I would beg, plead to be quizzed on my geographical knowledge on weekend mornings, when I would climb into bed with Mom and Dad.

“Ask me some rivers,” I would say excitedly, eyes popping out of my head.

Dad would fold up his Daily Sketch, saying, “Can’t you ask him, Jean?”

“I don’t know them, Jack. No good asking me,” Mom would say.

Dad would smile resignedly and say, “Amazon?”

“Brazil!” I would snap back like a piranha. And we were off.

It’s a pretty cozy life, the life of an only child, especially when both parents are present and love is not in short supply. I had a good thing going.

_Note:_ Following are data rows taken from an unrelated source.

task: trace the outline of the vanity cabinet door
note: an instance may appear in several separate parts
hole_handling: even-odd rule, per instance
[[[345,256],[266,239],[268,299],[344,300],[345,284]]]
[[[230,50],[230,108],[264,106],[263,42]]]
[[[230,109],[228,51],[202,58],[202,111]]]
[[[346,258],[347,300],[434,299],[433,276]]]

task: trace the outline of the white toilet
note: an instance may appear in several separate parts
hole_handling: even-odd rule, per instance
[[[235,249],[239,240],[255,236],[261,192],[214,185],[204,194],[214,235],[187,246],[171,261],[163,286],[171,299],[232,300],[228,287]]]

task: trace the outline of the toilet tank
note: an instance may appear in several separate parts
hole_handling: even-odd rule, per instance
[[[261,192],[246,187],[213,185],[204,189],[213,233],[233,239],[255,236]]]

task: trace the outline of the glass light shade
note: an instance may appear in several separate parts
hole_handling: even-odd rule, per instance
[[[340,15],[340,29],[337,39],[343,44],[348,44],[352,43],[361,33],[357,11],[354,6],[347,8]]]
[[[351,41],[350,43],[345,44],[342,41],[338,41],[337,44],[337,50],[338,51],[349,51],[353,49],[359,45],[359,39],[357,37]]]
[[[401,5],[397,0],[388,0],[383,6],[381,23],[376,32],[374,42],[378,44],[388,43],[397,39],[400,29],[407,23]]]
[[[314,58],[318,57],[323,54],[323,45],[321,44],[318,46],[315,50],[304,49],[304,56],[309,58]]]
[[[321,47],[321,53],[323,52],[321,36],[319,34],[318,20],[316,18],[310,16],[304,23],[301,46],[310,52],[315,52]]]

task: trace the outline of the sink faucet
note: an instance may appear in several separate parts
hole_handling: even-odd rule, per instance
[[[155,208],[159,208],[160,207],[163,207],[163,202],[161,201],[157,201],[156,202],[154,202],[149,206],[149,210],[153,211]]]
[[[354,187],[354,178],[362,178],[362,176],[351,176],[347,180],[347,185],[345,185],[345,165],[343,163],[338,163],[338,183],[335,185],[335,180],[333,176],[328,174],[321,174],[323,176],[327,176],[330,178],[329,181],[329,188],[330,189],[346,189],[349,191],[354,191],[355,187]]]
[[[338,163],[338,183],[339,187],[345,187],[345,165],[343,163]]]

We had three neighbors in the adjoining house, number 36, over the years. The worst of them were police officers. I knew the seventies had arrived when I saw that pale blue police car roll up onto the drive.

They were fascists, man—that was clear from the uniforms.

They didn’t have kids so they were like, “Turn the music down!” “Turn the TV down!” and “No, you are not going to get your ball back if you keep kicking it over the fence!” I thought the husband was a real blockhead and the sight of him shouting at Dad, eyes popping out of his head—“If you don’t sort that son of yours out, I will!”—terrified me.

All I was doing was being a kid. As I got older and music took over, I wanted to listen to music all the time, ideally when no one else was in the house so I could turn it up really loud. To be fair, I had no idea what it must have been like for them on the other side of those paper-thin walls.

My parents hated these confrontations with the neighbors. Mom was very timid, and Dad wasn’t up for another fight. Given that he was a soldier, a hero, I couldn’t understand why he wouldn’t just weigh in there with his fists flying. It was an early lesson in the limitations of my parents’ power.

6 In Between and Out of Sight

I enjoyed learning and acquiring knowledge, but it was a habit rarely manifested in the classroom. Only in the privacy of home, in the snug, close-fitting world of Mom, Dad, and me, did I have the confidence to let fly.

Intelligence needs training, and training includes making mistakes.